Apple changed the way we listened to music with its release of the iPod, and changed the way we purchased music with iTunes. 

The music industry changed even more with the proliferation of smartphones and music streaming apps such as Spotify, iHeartRadio and Pandora. Now Apple is set to shake it up once again. 

A streaming service from the tech giant has been expected for sometime,  as Apple tries to lure back iTunes customers who have made the switch to such streaming services. 

According to Venturebeat, the long-awaited rumour was confirmed by Sony Music EO Doug Morris, a day before Apple’s Worldwide Developers Conference., which takes place from June 8-12 in San Francisco. Observers were expecting Apple to announce its music service at the conference, but it seems Morris beat them to it. 

“It’s happening tomorrow,” Morris said during an interview at the Midem music industry conference in Cannes.

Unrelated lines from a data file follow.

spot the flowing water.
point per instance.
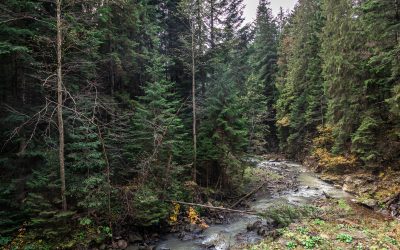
(225, 236)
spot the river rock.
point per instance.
(262, 227)
(122, 244)
(133, 247)
(135, 237)
(371, 203)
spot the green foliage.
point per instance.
(223, 134)
(344, 238)
(311, 242)
(301, 102)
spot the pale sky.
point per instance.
(251, 7)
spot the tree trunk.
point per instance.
(194, 173)
(59, 106)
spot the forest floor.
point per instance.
(366, 221)
(338, 224)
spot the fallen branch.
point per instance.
(248, 195)
(216, 208)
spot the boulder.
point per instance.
(371, 203)
(122, 244)
(135, 238)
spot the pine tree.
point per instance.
(222, 133)
(343, 70)
(264, 63)
(301, 103)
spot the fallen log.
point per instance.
(215, 208)
(248, 195)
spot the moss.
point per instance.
(340, 225)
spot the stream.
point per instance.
(306, 187)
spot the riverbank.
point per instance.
(337, 224)
(286, 197)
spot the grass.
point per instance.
(337, 224)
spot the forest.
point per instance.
(114, 111)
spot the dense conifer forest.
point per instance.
(111, 109)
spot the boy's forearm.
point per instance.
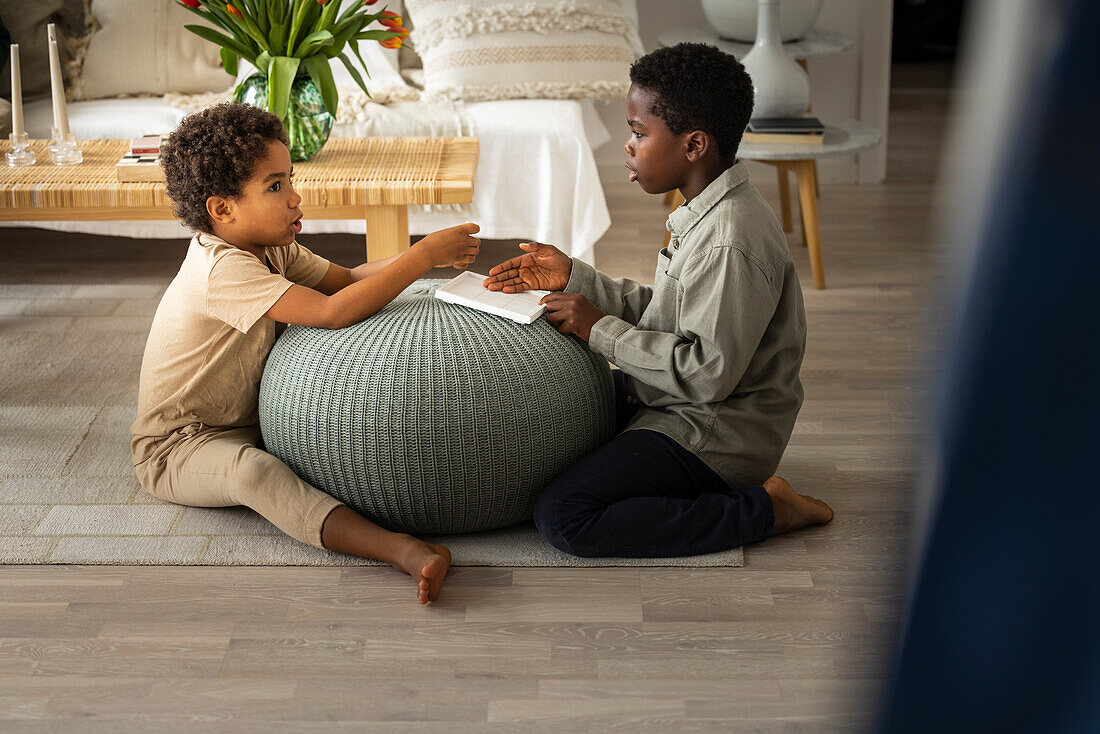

The service, tipped as Apple Music, comes after Apple acquired subscription streaming music service Beats Music and Beats Electronics in 2014, for a cool US$2.6 billion.

“Music is such an important part of all of our lives and holds a special place within our hearts at Apple,” Tim Cook, Apple’s CEO, said at the time. “That’s why we have kept investing in music and are bringing together these extraordinary teams so we can continue to create the most innovative music products and services in the world.”

The new service will likely be offered as a free trial for one to three months, however Apple is not expected to offer free streaming in the same way other streaming services such as Spotify does. After the trial period, users will have to pay for the service. 

According to a report on recode.net, a new version of iTunes Radio will feature music curation by music artists, including popular DJs and musicians, not just by computers.

The service is expected to be priced at around US$9.99/month. 

Spotify, in contrast, has recently announced it is venturing into video and podcast streaming, but will it be enough to keep its users from choosing Team Apple?